The BACP’s Ethical Framework, for example, states ‘We will respect our clients’ privacy and dignity’. Including ones who do it in animal costumes.
I’m not quite clear whether Jean’s conquests in the early episodes are clients but in a flashback we see Otis’s therapist father Remi having sex with a client in his office. Which is as unethical as it gets and would get you struck off for exploiting a client’s vulnerability.
How do other TV therapists match up?
In another superb TV drama with a therapist at its heart, Tony Soprano has a crush on his psychiatrist Dr Jennifer Melfi. She explains that what’s known in the trade as ‘erotic transference’ often occurs in the therapist-client relationship and acknowledging it – but not acting on it - can be part of the work. Acting on it would be deeply unprofessional but I’ve lost count of the number of TV shrinks getting down with their clients.
Not Dr Melfi, of course, but even she isn’t immune to professional lapses. The series sets up her ethical conflict from the get-go given she’s aware who her client is – a criminal engaged in an illegal enterprise that involves murder – but she carries on working with him. In real life, the only time therapists would ever consider breaching confidentiality is if they know their client is breaking the law or a third person is in danger. At the very least Melfi would probably turn him down as a client. In The Sopranos she’s even depicted considering asking him to deal with her rapist in his own inimitable fashion after the law lets her down. Great drama but not likely in real life.

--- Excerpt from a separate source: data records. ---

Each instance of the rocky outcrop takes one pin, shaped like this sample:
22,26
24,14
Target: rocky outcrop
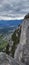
21,56
22,51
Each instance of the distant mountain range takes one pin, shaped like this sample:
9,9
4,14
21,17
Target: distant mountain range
9,25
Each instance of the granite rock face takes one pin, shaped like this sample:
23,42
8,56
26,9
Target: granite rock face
22,51
21,56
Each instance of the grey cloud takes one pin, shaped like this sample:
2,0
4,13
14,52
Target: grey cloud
13,7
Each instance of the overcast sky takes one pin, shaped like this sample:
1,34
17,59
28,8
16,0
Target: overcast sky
14,8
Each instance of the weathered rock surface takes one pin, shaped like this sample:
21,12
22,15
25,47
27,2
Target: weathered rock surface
22,51
21,56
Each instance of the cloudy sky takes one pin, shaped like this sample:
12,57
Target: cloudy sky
14,8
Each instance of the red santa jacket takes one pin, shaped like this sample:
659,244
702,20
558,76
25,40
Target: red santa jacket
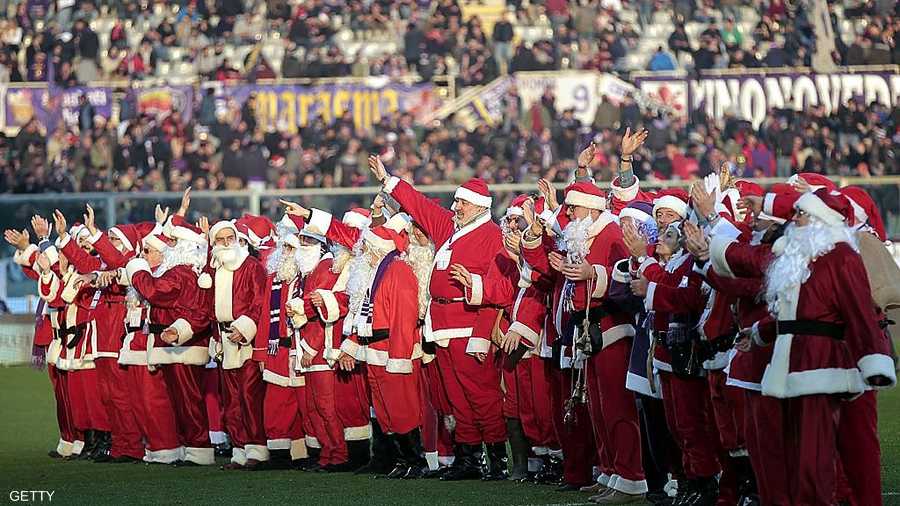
70,318
237,304
175,302
281,368
606,248
473,246
320,330
837,293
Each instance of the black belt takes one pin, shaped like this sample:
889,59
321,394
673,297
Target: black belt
810,328
377,335
77,332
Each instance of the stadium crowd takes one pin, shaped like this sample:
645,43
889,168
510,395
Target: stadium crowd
718,346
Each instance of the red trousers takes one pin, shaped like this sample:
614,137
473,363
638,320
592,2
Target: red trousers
728,411
473,389
243,396
859,448
396,399
84,393
762,430
213,399
351,390
322,415
115,396
614,416
68,434
575,438
690,419
283,412
184,383
154,414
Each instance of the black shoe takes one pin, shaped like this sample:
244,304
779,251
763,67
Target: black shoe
222,449
498,468
467,465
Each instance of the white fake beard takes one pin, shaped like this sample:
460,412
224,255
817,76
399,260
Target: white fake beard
282,265
182,253
575,237
308,258
421,258
800,247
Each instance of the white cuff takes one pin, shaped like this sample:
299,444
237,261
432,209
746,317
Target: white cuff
475,295
183,328
246,326
478,345
399,366
135,265
877,364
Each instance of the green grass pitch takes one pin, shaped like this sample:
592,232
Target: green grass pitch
27,432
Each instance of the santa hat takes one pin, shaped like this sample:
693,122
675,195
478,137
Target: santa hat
256,230
474,191
179,228
814,180
830,207
671,198
865,210
159,242
585,194
386,239
358,217
220,226
638,210
516,207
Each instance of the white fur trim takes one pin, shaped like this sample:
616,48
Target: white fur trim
164,456
399,366
297,305
529,335
391,184
630,487
475,295
359,433
257,452
319,222
576,198
878,364
813,205
470,196
718,246
246,326
202,456
278,444
670,202
23,257
136,265
238,456
332,311
478,345
183,328
601,281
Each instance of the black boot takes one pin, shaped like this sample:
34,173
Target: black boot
90,445
358,453
519,447
414,455
498,468
748,495
466,466
705,492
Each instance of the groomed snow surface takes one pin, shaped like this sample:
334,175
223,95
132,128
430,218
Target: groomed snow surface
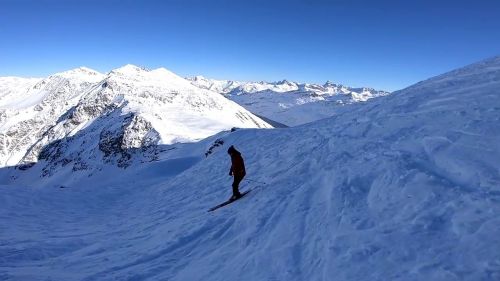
404,187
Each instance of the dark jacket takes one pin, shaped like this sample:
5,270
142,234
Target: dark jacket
237,164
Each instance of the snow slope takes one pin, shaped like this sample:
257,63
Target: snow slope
129,107
406,187
288,102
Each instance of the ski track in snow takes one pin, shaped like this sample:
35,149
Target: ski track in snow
405,187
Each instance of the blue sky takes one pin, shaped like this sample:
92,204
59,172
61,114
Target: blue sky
386,44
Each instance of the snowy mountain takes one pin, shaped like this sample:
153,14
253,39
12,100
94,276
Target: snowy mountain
406,187
288,102
81,115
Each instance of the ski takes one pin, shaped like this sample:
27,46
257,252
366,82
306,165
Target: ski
228,201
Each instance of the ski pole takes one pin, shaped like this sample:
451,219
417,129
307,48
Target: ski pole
255,181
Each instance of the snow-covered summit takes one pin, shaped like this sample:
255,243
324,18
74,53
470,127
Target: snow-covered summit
288,102
131,105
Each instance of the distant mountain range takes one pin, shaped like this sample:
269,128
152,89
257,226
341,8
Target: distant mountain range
287,102
81,116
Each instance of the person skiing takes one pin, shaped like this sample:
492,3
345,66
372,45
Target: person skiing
237,170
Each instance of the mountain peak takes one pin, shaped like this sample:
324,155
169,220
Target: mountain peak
129,69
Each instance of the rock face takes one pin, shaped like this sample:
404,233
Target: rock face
288,102
83,117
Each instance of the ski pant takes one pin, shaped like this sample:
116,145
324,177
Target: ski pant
236,182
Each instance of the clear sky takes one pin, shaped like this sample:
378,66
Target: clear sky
386,44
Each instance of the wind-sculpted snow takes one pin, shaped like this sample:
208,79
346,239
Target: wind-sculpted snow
162,108
404,187
288,102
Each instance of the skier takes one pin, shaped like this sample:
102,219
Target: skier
237,170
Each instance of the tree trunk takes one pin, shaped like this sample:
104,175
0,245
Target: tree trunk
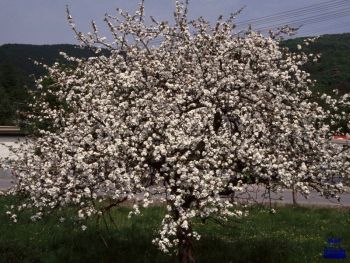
294,196
185,246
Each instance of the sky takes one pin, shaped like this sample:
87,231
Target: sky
44,21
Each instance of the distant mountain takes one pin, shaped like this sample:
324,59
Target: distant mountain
333,69
17,70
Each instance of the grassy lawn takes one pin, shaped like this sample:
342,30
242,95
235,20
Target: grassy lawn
290,235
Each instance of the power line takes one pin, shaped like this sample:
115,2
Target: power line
295,12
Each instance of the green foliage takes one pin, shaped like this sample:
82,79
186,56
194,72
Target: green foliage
18,72
333,69
291,235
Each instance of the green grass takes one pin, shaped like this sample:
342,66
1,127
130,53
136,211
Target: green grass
290,235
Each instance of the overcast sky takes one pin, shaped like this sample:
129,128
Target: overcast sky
44,21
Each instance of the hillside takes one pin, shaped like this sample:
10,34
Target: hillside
17,70
333,69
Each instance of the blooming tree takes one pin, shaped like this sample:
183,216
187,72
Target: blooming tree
185,119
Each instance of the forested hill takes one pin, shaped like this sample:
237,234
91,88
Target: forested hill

Heavy ethical dilemmas apart, another aspect of TV therapists that gets me huffing on the sofa is the way these characters deal with feelings. The vast majority of fictional TV therapists have the emotional intelligence of a flowerpot. Which is a bit like having a barrister who can’t formulate an argument in court or a TV cop slapping his fingerprints all over the gun.
When Jean’s son Otis is angry with her for writing a book about his sexual inhibitions (another major no-no – you’d never write about a client without their permission even when anonymising them and only a monster would use their child as a case study) she labels him ‘hostile’. Being OK with someone’s anger is pretty much therapy 101 and you’d hope a therapist, of all people, would have anticipated their son being a tad annoyed at having his insecurities exposed to the world.
Recently in Wanderlust Toni Collette played a married therapist, Joy Richards, whose sex life with her husband has dulled and suggests they explore sex with other people. Fair enough. But I had to stop watching because of Joy’s perma-astonishment at other people’s feelings – like her children’s, when told of the plan. I’m not saying all therapists respond to events in their private life in a measured way, far from it. But I did wonder whether the writers had talked to any actual therapists about how she might navigate the emotional side of things.
But let’s not get too po-faced. If all TV counsellors and therapists stuck rigidly to the rules it would be as entertaining as watching paint dry. And maybe all professions see themselves as misrepresented in TV, fiction and film. My background is in magazines and remember colleagues chortling about the sitcom Rescue Me in the early Noughties, set in a women’s magazine which had photographers on the staff. Not even Vogue has that - you’d use freelancers. Perhaps the inability of TV writers to get it exactly right and tell a good yarn is universal. Maybe there were Dinnerladies watching Victoria Wood’s classic sitcom throwing their chocolate wrappers at the screen yelling ‘What’s she doing?? You’d never serve THAT with a slotted spoon!’.